The Critical Importance of an Advisory Board
One of the key Best Practices we stress for every leader of a Missional Enterprise is having a well-formed, active Advisory Board.
Having an Advisory Board brings many benefits to the missional enterprise including expert advice, guidance, financial acumen, outside perspective, protection from unwise decisions, and accountability.
The book of Proverbs often mentions the wisdom of counselors:
- “A wise man will hear and increase in learning, and a man of understanding will acquire wise counsel.” (Proverbs 1:5 NASB)
- “Where there is no guidance the people fall, but in the abundance of counselors there is victory.” (Proverbs 11:14 NASB)
- “Without good direction, people lose their way; the more wise counsel you follow, the better your chances.” (Proverbs 15:22 MSG)
Your chances are definitely better with many advisors!
However, they need to be the right kind of advisors.
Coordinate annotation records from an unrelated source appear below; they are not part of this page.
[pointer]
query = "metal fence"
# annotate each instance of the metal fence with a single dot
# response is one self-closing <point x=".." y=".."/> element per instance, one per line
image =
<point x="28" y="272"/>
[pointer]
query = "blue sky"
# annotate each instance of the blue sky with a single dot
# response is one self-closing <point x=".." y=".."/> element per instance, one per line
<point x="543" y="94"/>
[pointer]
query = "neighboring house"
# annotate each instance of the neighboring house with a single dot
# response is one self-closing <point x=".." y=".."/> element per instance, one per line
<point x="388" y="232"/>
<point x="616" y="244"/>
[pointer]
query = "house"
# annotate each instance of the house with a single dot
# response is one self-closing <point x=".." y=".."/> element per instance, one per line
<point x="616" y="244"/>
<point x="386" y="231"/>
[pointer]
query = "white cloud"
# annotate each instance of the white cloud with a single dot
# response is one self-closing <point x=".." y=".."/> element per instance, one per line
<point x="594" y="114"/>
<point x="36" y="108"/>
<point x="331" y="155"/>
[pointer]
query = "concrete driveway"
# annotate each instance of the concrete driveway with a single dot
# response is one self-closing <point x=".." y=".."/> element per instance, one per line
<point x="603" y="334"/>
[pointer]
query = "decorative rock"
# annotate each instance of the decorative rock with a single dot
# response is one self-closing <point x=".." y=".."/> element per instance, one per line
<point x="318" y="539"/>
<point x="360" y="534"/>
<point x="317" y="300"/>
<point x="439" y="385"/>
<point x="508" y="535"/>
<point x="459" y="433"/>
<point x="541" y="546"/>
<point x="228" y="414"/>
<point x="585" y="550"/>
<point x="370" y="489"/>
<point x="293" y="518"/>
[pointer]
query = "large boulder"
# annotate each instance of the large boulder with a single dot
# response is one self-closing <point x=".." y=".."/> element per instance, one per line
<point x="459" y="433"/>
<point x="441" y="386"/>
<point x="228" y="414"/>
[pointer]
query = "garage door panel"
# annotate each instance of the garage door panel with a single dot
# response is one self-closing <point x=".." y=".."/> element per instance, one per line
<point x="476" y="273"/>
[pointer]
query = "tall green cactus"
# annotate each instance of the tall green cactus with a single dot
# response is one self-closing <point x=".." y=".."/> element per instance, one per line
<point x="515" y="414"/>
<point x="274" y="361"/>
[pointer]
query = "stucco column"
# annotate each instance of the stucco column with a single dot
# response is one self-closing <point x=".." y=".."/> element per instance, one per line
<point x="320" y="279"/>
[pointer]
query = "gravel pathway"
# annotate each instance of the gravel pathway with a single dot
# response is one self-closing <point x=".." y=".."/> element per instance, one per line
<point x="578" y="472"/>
First, all of them should be committed followers of Jesus. Second, each member should be able to give advice consistent with the vision God has entrusted to you. Family and friends who love you but do not have appropriate experience or expertise will not be able to provide the kind of help that you need.
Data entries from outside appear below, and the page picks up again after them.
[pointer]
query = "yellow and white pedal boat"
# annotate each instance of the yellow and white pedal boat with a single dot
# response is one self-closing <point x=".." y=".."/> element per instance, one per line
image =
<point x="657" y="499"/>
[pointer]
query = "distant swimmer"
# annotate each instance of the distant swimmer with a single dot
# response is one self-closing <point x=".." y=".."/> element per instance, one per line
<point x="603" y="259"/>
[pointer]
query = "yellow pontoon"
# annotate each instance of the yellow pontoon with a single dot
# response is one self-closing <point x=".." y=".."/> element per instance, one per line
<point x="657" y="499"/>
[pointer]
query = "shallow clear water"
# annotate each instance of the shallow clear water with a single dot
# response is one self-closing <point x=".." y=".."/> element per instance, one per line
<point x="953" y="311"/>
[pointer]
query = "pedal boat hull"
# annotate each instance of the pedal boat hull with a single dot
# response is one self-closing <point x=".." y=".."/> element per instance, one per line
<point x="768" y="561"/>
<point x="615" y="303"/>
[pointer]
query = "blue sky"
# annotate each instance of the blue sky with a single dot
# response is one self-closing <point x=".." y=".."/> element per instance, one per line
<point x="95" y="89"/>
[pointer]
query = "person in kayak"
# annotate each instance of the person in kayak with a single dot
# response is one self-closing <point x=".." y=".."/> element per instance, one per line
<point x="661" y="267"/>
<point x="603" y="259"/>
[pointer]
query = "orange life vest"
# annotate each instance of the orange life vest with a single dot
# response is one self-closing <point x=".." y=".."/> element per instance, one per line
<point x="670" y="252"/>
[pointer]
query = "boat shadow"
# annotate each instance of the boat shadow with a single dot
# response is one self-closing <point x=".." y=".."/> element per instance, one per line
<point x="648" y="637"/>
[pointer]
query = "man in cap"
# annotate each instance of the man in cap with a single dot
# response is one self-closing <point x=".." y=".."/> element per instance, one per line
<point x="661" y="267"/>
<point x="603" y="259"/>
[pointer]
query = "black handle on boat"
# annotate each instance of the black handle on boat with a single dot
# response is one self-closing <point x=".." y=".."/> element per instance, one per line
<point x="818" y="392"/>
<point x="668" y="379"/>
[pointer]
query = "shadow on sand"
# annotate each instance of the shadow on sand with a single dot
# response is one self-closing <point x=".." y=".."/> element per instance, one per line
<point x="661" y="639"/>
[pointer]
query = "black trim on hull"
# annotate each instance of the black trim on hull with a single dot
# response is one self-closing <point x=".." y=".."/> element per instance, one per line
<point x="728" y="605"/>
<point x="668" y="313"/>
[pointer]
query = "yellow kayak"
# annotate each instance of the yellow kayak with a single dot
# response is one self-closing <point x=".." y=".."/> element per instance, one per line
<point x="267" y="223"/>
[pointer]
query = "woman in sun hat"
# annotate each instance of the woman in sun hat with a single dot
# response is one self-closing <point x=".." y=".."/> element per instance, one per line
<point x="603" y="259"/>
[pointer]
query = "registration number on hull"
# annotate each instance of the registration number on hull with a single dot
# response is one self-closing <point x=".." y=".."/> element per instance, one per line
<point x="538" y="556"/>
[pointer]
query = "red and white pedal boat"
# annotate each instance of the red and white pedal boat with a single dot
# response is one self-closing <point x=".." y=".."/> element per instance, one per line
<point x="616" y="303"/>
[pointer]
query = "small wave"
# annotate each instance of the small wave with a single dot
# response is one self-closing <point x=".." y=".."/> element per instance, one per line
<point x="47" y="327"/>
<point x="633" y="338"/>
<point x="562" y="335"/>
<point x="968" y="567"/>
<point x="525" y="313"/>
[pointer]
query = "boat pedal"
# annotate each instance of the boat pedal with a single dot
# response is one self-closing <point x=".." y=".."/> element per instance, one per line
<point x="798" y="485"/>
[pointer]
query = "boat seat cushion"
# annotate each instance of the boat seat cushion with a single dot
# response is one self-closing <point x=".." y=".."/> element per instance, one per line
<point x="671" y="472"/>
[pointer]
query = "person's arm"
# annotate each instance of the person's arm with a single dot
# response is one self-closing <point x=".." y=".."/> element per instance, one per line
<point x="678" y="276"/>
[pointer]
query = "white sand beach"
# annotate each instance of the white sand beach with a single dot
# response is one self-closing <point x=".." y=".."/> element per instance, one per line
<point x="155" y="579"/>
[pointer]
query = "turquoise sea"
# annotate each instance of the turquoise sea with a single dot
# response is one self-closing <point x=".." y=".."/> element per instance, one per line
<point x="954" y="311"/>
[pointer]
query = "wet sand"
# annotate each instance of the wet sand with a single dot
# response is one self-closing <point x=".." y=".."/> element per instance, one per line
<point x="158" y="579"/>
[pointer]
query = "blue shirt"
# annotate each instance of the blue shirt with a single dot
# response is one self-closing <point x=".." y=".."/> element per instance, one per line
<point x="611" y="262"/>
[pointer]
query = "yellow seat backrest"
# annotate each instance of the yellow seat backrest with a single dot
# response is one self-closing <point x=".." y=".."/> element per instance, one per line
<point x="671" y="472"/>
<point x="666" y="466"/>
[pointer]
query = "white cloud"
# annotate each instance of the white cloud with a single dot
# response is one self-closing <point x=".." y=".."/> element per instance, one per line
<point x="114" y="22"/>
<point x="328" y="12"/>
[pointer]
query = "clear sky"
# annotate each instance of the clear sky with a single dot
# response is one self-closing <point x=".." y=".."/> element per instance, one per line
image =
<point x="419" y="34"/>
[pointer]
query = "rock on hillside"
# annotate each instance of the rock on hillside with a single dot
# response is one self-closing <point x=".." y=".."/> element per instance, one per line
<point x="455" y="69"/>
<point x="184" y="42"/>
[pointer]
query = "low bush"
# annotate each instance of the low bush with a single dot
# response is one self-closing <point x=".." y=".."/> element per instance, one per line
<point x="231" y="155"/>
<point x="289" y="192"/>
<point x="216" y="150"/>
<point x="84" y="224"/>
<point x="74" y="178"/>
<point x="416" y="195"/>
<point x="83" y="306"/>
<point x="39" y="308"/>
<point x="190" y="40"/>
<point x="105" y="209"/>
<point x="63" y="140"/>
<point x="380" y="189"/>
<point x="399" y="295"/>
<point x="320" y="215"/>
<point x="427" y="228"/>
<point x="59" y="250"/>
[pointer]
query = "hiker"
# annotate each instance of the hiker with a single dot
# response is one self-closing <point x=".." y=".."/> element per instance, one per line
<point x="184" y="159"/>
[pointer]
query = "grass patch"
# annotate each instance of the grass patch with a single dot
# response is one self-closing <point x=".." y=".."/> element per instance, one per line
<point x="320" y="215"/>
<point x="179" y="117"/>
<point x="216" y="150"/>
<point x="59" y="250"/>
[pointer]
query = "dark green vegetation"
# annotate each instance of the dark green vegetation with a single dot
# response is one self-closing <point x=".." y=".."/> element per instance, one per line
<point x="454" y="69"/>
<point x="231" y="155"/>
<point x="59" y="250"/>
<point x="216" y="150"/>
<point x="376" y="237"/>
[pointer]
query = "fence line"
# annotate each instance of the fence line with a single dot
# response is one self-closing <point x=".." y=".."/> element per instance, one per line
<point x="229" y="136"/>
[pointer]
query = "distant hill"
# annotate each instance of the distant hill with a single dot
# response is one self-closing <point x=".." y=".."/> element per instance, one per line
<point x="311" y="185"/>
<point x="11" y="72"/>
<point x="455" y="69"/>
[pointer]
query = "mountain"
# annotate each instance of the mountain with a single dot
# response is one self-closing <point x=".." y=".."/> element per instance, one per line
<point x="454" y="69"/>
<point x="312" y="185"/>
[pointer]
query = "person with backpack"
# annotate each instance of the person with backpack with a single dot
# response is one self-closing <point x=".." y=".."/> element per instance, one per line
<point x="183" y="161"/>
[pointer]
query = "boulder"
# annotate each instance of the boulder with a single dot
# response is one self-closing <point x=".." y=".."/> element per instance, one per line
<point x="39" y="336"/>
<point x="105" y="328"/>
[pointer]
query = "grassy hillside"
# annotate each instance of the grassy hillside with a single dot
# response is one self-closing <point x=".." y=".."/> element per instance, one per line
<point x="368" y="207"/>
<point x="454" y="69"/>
Consider the following as Advisory Board members:
- A local ministry leader who can keep you connected with local ministry strategy.
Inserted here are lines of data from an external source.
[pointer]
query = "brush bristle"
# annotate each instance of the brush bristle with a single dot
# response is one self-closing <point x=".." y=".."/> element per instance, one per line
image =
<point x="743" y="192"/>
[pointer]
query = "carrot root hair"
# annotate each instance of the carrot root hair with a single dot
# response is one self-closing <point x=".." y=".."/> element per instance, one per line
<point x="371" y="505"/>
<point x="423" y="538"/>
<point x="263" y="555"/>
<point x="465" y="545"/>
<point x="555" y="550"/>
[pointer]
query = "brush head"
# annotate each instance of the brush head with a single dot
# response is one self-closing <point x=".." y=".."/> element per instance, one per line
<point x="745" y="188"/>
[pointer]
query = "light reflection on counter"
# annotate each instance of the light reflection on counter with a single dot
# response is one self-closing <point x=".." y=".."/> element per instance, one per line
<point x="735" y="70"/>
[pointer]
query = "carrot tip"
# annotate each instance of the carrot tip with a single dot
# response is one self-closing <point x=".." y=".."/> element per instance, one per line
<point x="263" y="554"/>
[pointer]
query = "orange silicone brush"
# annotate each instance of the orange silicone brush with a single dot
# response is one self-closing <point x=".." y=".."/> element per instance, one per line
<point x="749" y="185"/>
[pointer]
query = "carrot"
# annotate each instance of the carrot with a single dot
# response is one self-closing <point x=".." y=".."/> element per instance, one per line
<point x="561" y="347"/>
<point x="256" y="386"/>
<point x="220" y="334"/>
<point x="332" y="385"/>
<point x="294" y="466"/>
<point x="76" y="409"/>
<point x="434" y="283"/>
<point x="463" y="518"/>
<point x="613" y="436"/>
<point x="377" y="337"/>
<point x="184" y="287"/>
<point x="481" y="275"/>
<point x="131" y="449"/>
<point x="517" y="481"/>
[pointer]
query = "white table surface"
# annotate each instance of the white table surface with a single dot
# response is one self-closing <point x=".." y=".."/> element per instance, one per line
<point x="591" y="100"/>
- An experienced businessperson in your same industry.
- An experienced businessperson who understands finance and capitalizing small and growing businesses.
- A person who can connect you with potential capital (loans or equity) for your business.
- A Missional Enterprise Practitioner who has experience in building and growing a business to fulfill the Triple Bottom Line.
Advisory boards are involved in such issues as (but not limited to):
- Vision, goals, and strategic plans for the business (long-term and short-term).
- The financial status of the business – budgets and financial statements.
- A high-level view of personnel and operational systems.
- Any major decisions, issues, challenges, or concerns affecting the business.
- Evaluating progress toward the Triple Bottom Line.
- The health of the Missional Enterprise owners and their families (spiritually, physically, emotionally, etc.).
The number depends on the needs and stage of the enterprise. At least three members would be good for a small or start-up business. An established business should have five to eight members on the Advisory Board. An Advisory Board should meet at least bi-annually. Quarterly may be better if needed, and possibly even more often during the start-up phase. Meetings will cover a review of the items listed above. Communication between meetings should include monthly or quarterly financial statements, updates on any pressing issues, progress on key goals, etc.
Even with these guidelines, setting up a great advisory board takes trial and error. Each business is unique, and it may take some experience to see what works best for you. Don’t expect to get it perfect right out of the gate. It will likely take a couple of iterations and adjustments along the way.
For more insights about establishing and maintaining a healthy advisory board, check out this helpful post from BAM Global:
Verse of the Week:
“Where there is no guidance the people fall, but in the abundance of counselors there is victory.” (Proverbs 11:14 NASB)
Let’s meditate on how we can experience the truth of this proverb more fully this week, relying on the abundance of counselors God desires to provide for us.